Mesenchymal stem cell-derived exosome-educated macrophages alleviate systemic lupus erythematosus by promoting efferocytosis and recruitment of IL-17+ regulatory T cell

Extracellular Vesicles

Background Anti-inflammatory polarized macrophages are reported to alleviate systemic lupus erythematosus (SLE). Our previous studies have demonstrated that exosomes from adipose-derived stem cells promote the anti-inflammatory polarization of macrophages.

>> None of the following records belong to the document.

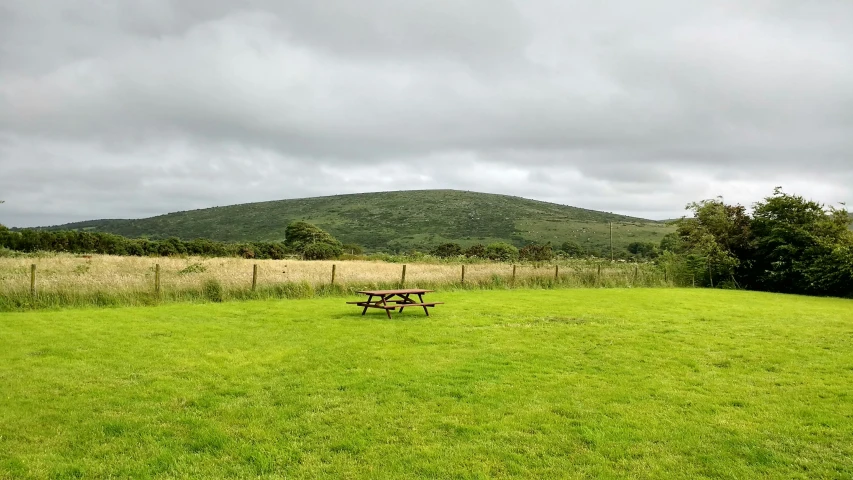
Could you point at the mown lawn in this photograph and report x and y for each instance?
(538, 384)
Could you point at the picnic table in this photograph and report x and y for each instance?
(393, 299)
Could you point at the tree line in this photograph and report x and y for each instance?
(301, 238)
(787, 244)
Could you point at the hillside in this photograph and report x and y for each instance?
(396, 221)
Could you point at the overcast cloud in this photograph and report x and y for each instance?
(142, 107)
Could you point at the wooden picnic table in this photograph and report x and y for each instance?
(393, 299)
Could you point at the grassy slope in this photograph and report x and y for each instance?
(600, 383)
(397, 221)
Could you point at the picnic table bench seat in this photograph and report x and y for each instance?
(385, 300)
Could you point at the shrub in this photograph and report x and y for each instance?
(536, 253)
(448, 250)
(321, 251)
(572, 249)
(194, 268)
(476, 251)
(501, 252)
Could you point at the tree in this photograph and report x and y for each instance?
(536, 252)
(801, 247)
(643, 249)
(501, 251)
(476, 251)
(717, 237)
(298, 236)
(321, 251)
(448, 250)
(352, 249)
(572, 249)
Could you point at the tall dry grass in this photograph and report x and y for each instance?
(100, 280)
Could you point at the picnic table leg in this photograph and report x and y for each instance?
(387, 312)
(366, 305)
(421, 298)
(405, 301)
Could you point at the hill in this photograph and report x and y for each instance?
(397, 221)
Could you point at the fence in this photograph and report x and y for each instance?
(111, 281)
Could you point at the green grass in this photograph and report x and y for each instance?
(635, 383)
(398, 221)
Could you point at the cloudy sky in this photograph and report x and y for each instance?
(134, 108)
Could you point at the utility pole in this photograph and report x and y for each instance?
(611, 242)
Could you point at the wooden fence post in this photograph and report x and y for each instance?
(33, 281)
(710, 275)
(157, 280)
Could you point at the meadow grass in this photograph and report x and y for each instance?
(586, 383)
(65, 280)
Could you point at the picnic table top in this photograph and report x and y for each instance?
(402, 291)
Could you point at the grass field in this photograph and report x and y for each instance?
(640, 383)
(64, 280)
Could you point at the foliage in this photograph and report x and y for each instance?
(643, 249)
(477, 250)
(501, 252)
(801, 247)
(83, 242)
(352, 249)
(193, 268)
(448, 250)
(671, 242)
(321, 251)
(789, 245)
(312, 242)
(536, 252)
(572, 248)
(212, 289)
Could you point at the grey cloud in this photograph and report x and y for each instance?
(142, 107)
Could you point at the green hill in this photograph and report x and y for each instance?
(397, 221)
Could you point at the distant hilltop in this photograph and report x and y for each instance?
(397, 221)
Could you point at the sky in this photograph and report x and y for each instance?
(142, 107)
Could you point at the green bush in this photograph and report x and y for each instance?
(501, 252)
(536, 253)
(321, 251)
(212, 290)
(476, 251)
(447, 250)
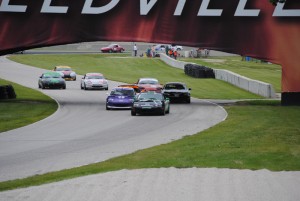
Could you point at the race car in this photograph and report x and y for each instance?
(66, 72)
(150, 102)
(93, 81)
(177, 92)
(120, 98)
(51, 80)
(134, 86)
(149, 84)
(113, 48)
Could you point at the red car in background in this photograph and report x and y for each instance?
(112, 48)
(149, 84)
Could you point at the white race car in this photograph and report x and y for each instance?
(93, 81)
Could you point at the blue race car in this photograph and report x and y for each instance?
(120, 98)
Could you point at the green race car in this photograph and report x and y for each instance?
(51, 80)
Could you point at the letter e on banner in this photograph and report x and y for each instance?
(88, 9)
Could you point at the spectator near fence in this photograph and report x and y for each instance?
(175, 54)
(135, 50)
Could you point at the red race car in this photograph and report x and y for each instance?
(113, 48)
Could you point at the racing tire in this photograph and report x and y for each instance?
(133, 113)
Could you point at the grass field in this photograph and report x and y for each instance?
(269, 73)
(257, 134)
(29, 106)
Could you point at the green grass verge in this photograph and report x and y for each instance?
(269, 73)
(30, 106)
(122, 67)
(256, 135)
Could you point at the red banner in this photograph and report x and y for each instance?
(253, 28)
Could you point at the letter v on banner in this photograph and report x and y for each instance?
(146, 7)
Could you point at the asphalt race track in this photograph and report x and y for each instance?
(83, 132)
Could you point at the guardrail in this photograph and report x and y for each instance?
(253, 86)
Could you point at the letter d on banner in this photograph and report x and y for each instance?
(146, 7)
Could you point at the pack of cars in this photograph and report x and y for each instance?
(146, 96)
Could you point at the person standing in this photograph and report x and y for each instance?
(135, 50)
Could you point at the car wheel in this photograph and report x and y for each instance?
(133, 113)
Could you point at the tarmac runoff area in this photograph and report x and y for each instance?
(168, 184)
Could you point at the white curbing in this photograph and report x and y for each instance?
(253, 86)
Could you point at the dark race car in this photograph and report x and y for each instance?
(150, 103)
(120, 98)
(51, 80)
(177, 92)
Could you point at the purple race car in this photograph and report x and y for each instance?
(120, 98)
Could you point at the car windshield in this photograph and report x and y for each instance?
(95, 77)
(148, 82)
(122, 92)
(175, 86)
(150, 96)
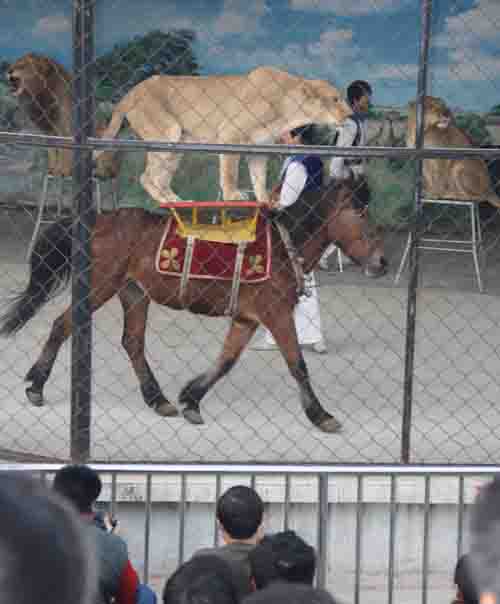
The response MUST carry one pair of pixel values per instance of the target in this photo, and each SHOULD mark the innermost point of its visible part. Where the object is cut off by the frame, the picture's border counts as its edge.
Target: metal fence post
(411, 310)
(323, 522)
(84, 214)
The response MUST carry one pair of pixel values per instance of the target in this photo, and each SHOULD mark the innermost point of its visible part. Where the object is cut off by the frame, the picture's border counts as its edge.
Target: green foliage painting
(132, 62)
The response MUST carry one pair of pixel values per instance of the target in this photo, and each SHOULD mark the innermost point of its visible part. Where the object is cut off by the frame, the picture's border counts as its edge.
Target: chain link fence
(411, 369)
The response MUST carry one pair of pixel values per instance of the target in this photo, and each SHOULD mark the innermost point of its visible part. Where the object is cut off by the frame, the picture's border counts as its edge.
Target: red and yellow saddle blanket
(211, 260)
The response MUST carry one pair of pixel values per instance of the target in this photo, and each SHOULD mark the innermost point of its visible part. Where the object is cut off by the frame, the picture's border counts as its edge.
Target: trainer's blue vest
(314, 169)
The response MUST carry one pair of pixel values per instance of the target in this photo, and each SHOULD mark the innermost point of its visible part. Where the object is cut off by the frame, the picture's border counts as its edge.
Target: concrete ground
(254, 413)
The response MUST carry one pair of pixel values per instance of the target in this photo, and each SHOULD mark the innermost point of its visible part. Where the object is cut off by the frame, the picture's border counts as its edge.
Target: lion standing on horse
(254, 108)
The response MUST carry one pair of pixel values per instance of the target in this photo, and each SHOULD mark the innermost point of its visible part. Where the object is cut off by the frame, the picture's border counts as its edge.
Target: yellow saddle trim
(229, 230)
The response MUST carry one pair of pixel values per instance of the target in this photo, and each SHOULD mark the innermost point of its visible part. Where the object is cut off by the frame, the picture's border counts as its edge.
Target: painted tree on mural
(155, 53)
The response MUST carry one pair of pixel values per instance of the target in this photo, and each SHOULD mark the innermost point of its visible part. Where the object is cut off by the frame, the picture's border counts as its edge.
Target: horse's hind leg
(40, 372)
(60, 332)
(282, 327)
(240, 333)
(135, 308)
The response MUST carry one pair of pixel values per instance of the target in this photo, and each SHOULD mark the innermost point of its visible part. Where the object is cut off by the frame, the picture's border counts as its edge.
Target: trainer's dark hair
(45, 555)
(204, 579)
(282, 557)
(240, 511)
(306, 133)
(80, 484)
(289, 593)
(357, 89)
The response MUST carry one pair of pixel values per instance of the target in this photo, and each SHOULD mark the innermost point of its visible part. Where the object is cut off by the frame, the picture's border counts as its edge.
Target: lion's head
(43, 88)
(436, 115)
(324, 102)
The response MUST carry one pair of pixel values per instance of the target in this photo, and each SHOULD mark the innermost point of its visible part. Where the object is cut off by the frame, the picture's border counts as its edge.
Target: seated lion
(253, 108)
(459, 179)
(43, 89)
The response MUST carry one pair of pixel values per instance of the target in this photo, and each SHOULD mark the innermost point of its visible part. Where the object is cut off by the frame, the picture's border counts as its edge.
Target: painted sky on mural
(339, 40)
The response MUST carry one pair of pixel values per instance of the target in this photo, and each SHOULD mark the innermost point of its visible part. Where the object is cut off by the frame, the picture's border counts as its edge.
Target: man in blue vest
(300, 173)
(352, 133)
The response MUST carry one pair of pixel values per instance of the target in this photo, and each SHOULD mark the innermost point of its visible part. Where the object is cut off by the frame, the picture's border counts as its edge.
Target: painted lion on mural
(461, 179)
(43, 89)
(253, 108)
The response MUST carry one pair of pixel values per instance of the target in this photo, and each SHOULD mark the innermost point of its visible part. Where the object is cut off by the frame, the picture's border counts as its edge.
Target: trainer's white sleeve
(347, 134)
(295, 180)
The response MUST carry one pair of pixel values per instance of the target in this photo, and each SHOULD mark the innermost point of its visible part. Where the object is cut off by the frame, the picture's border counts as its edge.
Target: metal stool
(43, 218)
(468, 246)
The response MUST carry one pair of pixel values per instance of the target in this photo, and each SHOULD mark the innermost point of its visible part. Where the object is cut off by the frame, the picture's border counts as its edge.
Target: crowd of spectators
(55, 547)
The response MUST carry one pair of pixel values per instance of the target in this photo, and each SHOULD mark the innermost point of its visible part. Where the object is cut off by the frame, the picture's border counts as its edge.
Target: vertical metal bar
(217, 495)
(84, 210)
(411, 310)
(425, 553)
(357, 553)
(252, 481)
(392, 540)
(113, 494)
(286, 511)
(147, 528)
(322, 524)
(182, 518)
(460, 516)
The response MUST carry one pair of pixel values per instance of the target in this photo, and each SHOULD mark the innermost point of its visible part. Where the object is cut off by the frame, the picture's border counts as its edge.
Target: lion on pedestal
(253, 108)
(458, 179)
(43, 89)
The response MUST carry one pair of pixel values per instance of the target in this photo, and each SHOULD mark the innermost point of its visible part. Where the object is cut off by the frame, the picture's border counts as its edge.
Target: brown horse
(124, 245)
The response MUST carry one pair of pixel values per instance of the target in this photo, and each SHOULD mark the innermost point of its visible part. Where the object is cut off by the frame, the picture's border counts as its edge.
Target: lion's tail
(493, 199)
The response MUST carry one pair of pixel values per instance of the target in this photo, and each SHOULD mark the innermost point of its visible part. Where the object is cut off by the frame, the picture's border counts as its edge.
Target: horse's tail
(50, 268)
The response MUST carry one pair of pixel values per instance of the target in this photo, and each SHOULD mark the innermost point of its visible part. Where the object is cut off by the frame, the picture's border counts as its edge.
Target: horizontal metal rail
(228, 468)
(325, 512)
(101, 144)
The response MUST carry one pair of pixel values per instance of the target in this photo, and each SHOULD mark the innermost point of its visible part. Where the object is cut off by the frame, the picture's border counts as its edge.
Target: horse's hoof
(35, 397)
(166, 409)
(193, 416)
(330, 425)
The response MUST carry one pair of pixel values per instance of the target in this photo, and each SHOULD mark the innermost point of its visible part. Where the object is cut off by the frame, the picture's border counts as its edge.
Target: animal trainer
(142, 257)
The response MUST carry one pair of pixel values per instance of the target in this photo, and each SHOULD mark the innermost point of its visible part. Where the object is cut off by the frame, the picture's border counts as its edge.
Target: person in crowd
(300, 173)
(290, 593)
(202, 580)
(352, 133)
(283, 556)
(240, 512)
(466, 591)
(118, 580)
(484, 552)
(45, 554)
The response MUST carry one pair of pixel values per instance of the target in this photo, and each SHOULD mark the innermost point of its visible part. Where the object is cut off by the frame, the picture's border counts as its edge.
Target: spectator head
(239, 512)
(44, 552)
(485, 541)
(204, 579)
(463, 579)
(282, 557)
(356, 91)
(289, 593)
(80, 484)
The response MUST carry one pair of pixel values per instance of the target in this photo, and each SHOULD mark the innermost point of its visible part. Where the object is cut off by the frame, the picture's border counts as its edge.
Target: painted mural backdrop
(338, 40)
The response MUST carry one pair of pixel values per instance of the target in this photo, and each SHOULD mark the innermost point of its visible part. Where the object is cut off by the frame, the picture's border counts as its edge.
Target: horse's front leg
(240, 333)
(135, 308)
(40, 372)
(282, 326)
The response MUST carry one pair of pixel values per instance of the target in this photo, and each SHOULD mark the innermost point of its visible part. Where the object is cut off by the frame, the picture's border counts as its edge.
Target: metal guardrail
(321, 499)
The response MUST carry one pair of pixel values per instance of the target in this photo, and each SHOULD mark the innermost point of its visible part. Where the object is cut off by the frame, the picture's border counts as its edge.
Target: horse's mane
(304, 218)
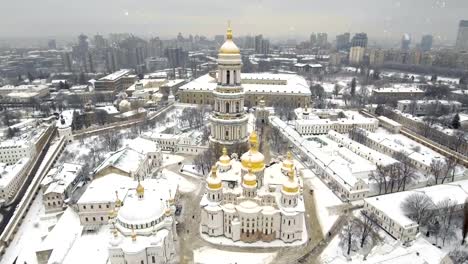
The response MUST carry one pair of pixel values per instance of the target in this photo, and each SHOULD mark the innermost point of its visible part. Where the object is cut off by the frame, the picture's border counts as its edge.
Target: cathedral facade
(244, 201)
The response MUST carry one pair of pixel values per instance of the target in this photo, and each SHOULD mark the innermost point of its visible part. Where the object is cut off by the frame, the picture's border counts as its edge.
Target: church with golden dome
(229, 119)
(246, 201)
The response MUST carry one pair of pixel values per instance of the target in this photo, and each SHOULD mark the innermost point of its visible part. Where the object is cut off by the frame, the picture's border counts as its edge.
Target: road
(7, 212)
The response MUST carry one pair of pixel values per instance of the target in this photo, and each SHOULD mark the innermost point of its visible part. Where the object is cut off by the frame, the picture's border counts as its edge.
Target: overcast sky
(381, 19)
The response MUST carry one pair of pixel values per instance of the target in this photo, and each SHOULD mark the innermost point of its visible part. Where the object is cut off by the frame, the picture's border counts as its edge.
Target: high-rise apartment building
(462, 37)
(342, 41)
(426, 42)
(359, 40)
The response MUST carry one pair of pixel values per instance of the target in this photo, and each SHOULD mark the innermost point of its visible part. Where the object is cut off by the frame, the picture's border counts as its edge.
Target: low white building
(185, 143)
(104, 194)
(64, 125)
(135, 160)
(315, 123)
(11, 179)
(391, 217)
(389, 124)
(143, 226)
(12, 150)
(391, 144)
(58, 184)
(343, 171)
(420, 107)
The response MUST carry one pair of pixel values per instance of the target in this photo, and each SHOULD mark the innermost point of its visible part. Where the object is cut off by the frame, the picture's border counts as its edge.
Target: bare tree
(459, 255)
(367, 227)
(418, 206)
(112, 141)
(445, 213)
(349, 235)
(465, 221)
(437, 170)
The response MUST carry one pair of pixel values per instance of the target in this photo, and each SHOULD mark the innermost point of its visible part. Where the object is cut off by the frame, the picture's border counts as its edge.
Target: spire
(253, 140)
(118, 202)
(133, 235)
(229, 31)
(140, 189)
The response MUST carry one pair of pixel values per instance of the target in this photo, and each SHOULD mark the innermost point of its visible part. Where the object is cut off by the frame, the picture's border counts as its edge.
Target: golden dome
(288, 163)
(250, 179)
(253, 157)
(225, 159)
(133, 235)
(168, 211)
(291, 186)
(229, 47)
(118, 202)
(140, 189)
(213, 181)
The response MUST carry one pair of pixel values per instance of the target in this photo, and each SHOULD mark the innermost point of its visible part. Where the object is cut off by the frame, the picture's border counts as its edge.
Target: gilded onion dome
(118, 202)
(253, 156)
(213, 181)
(229, 47)
(225, 159)
(288, 163)
(249, 179)
(291, 185)
(140, 189)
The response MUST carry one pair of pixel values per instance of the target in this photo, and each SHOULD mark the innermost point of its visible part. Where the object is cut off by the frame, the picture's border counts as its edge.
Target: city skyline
(383, 21)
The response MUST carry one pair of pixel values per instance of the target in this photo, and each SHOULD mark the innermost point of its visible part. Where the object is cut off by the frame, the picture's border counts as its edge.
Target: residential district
(237, 150)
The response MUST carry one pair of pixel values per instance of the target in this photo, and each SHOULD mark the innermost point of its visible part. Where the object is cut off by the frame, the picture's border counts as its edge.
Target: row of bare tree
(438, 218)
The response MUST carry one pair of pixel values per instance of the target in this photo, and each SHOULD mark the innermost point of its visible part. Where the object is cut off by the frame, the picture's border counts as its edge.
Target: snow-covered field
(207, 255)
(325, 201)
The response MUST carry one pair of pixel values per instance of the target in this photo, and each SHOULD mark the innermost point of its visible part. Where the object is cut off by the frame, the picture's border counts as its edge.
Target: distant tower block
(229, 119)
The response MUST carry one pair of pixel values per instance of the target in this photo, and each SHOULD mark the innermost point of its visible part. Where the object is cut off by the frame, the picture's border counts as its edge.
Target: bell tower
(229, 119)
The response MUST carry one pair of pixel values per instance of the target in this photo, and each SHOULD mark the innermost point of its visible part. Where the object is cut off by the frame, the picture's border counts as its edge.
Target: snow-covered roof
(125, 159)
(399, 88)
(58, 179)
(143, 146)
(335, 166)
(67, 118)
(389, 121)
(116, 75)
(102, 190)
(400, 143)
(9, 172)
(110, 109)
(256, 83)
(390, 204)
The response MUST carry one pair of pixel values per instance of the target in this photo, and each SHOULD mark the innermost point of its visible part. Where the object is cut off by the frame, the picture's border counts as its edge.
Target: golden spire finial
(118, 203)
(114, 231)
(140, 189)
(133, 235)
(291, 174)
(253, 139)
(229, 31)
(213, 171)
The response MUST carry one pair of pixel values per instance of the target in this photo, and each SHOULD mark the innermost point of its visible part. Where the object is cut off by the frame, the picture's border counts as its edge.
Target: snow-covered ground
(28, 237)
(388, 251)
(325, 201)
(258, 244)
(170, 159)
(207, 255)
(184, 185)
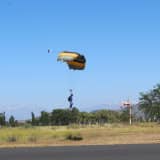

However, the possible therapeutic effect of exosomes from stem cells on SLE remains unexplored. Methods Exosomes were isolated from the conditioned medium of bone marrow-derived mesenchymal stem cells using ultrafiltration and size-exclusion chromatography and were identified by nanoparticle tracking analysis and immunoblotting of exosomal-specific markers. Macrophages were collected from the MRL/lpr mouse kidney. The phenotype of macrophages was identified by immunoblotting for intracellular markers-inducible nitric oxide synthase (iNOS) and arginase-1 (Arg-1), and flow cytometry for macrophage markers F4/80, CD86, CD206, B7H4, and CD138. Pristane-induced murine lupus nephritis models were employed for in vivo study. Results When macrophages from the kidney of the MRL/lpr mice were treated with exosomes from bone marrow-derived mesenchymal stem cells (BM-MSCs), the upregulation of CD206, B7H4, CD138, Arg-1, CCL20, and anti-inflammatory cytokines was observed, which suggested that the macrophages were polarized to a specific anti-inflammatory phenotype. These anti-inflammatory macrophages produced low levels of reactive oxygen species (ROS) but had a high efferocytosis activity and promoted regulatory T (Treg) cell recruitment. Moreover, exosome injection stimulated the anti-inflammatory polarization of macrophages and increased the production of IL-17+ Treg cells in a pristane-induced murine lupus nephritis model. We observed that exosomes from BMMSCs depleted of microRNA-16 (miR-16) and microRNA-21 (miR-21) failed to downregulate PDCD4 and PTEN in macrophages, respectively, and attenuated exosome-induced anti-inflammatory polarization. Conclusion Our findings provide evidence that exosomes from BMMSCs promote the anti-inflammatory polarization of macrophages. These macrophages alleviate SLE nephritis in lupus mice by consuming apoptotic debris and inducing the recruitment of Treg cells. We identify that exosomal delivery of miR-16 and miR-21 is a significant contributor to the polarization of macrophages.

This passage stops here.